I've seen a lot of interesting demos from across the company of some different approaches. One of those is called MultiPoint, where it's basically an entire classroom using one computer. Can you talk a little about how that works?
Poole: MultiPoint came from Microsoft Research India. They had sent people out to see what kids were doing with PCs in schools. What they found was that kids tended to be gathered around a PC and (watching) one person do their thing and then they took turns every five minutes or so. It was really not very engaging. So they developed this technology called Microsoft MultiPoint, which enables an application to be built that lets multiple mice be used with a different cursor for each kid. So one kid can be solving a math problem in one part of the screen while another one is solving a math problem on another part of the screen.

They basically can be time-sharing the screen and working collaboratively. What we found is that not only do they get to be more engaged with what they do on the PC...but they help each other. That's turned out to be something that's very beneficial from an education perspective. The kids are engaged and collaborating to solve a problem.

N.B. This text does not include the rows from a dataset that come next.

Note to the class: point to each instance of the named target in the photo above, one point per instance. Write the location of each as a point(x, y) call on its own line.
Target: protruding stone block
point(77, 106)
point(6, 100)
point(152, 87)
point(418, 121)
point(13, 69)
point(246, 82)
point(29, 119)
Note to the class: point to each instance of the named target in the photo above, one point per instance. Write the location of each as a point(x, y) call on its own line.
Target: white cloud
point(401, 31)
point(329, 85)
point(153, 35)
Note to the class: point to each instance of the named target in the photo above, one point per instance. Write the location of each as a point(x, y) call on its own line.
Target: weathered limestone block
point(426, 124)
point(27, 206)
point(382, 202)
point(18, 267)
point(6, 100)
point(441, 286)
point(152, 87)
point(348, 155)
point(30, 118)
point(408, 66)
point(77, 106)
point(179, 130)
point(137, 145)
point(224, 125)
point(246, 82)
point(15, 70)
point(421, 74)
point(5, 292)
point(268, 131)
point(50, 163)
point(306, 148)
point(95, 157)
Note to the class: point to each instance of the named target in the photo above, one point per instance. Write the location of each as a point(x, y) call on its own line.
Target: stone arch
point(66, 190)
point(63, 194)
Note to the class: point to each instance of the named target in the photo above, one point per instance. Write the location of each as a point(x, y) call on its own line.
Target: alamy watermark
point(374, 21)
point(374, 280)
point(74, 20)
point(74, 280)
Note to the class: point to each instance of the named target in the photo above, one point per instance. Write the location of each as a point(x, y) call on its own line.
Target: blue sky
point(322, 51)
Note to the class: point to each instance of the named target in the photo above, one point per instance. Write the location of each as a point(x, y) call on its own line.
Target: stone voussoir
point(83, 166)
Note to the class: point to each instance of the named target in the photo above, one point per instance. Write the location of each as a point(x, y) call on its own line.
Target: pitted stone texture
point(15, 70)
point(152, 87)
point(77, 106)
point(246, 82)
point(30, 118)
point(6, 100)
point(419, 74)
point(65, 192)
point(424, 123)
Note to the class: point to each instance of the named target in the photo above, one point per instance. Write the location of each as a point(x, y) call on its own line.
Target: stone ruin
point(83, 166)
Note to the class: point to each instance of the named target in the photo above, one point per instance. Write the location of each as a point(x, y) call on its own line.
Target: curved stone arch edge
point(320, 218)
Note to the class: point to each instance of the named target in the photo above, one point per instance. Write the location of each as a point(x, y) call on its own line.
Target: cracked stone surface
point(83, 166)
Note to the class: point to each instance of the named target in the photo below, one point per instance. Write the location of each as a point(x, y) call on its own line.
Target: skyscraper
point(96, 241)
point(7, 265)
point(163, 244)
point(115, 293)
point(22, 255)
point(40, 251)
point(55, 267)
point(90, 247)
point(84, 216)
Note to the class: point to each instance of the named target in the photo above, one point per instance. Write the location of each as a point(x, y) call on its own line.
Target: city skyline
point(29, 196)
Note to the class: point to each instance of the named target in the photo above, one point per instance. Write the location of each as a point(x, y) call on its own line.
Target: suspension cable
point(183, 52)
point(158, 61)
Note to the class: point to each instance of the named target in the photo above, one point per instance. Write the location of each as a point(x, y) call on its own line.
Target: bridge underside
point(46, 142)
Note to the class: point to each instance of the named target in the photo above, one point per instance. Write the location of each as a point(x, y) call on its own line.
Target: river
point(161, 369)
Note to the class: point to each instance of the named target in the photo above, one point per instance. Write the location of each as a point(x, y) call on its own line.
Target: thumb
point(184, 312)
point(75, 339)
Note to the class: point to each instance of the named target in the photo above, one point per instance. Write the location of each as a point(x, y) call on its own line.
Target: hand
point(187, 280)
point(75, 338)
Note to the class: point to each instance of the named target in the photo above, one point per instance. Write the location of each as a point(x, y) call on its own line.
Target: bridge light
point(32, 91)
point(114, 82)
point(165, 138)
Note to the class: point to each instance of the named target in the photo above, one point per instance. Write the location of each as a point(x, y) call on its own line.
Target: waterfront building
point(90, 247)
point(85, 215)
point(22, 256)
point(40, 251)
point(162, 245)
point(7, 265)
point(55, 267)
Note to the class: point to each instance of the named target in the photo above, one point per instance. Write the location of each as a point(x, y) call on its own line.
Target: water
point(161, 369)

A lot of people think that for much of the world the first computing device that people use won't be a PC. It'll be some sort of mobile device. Obviously, that's an area that Microsoft has spent some time on, but it's a little bit further from its comfort area. What are you doing in the mobile space as far as non-PC devices?
Poole: Well, we certainly agree that the first computing device which will be used by many people around the world will be a phone. You see this happening in emerging segments all around the planet today. Mobile phones are really just taking off as the prices come down and the access is going up. We think that there are some interesting things to do to help make the mobile phone become a better device.
How close is that to being a product? You take the phone that people are already getting, hook it up to the TV they already have and you've got a computer. The phones that we use today in the U.S. certainly are capable of that from a technology perspective. How close is that?
Poole: Well, it's still got a ways to go. We've got it in development in China right now. We've got a manufacturing partner signed on with us, and our group in Beijing is working quite hard on it. It'll be in trials I think within a year and we'll see how people respond to it. It's a new concept in the sense of trying to bring together PC and phone technology in a lower-cost device. It's not something that you're going to see a businessperson in a developed market using while walking down the street. We're trying to really target the needs of a broader population and so we're very excited about the opportunity there, but time will tell.

Obviously, Microsoft is not the only company looking at how to get computing devices into the hands of more people across the globe. The project that's gotten the most attention is the One Laptop Per Child project. What do you make of a program the group is launching in which people in the U.S. can buy one of the laptops for their own use, and then a second computer would go overseas?
Poole: It's an interesting way to get people involved in this challenge that we all see, which is how do you effectively apply technology to education. I'll be very interested to see how it comes out as well.

How important is it that that first device people use be running a Microsoft operating system versus Linux or another operating system?
Poole: Interestingly enough, we don't see that as much of a battle. The battle is around nonconsumption or around buying a new two-wheeled motor vehicle as opposed to buying a PC for the home...Clearly, we have an interest in having our software used and we think that the value that we offer is very deeply desired--particularly as people get into more of the business world...But our primary goal is around just getting technology to be adopted.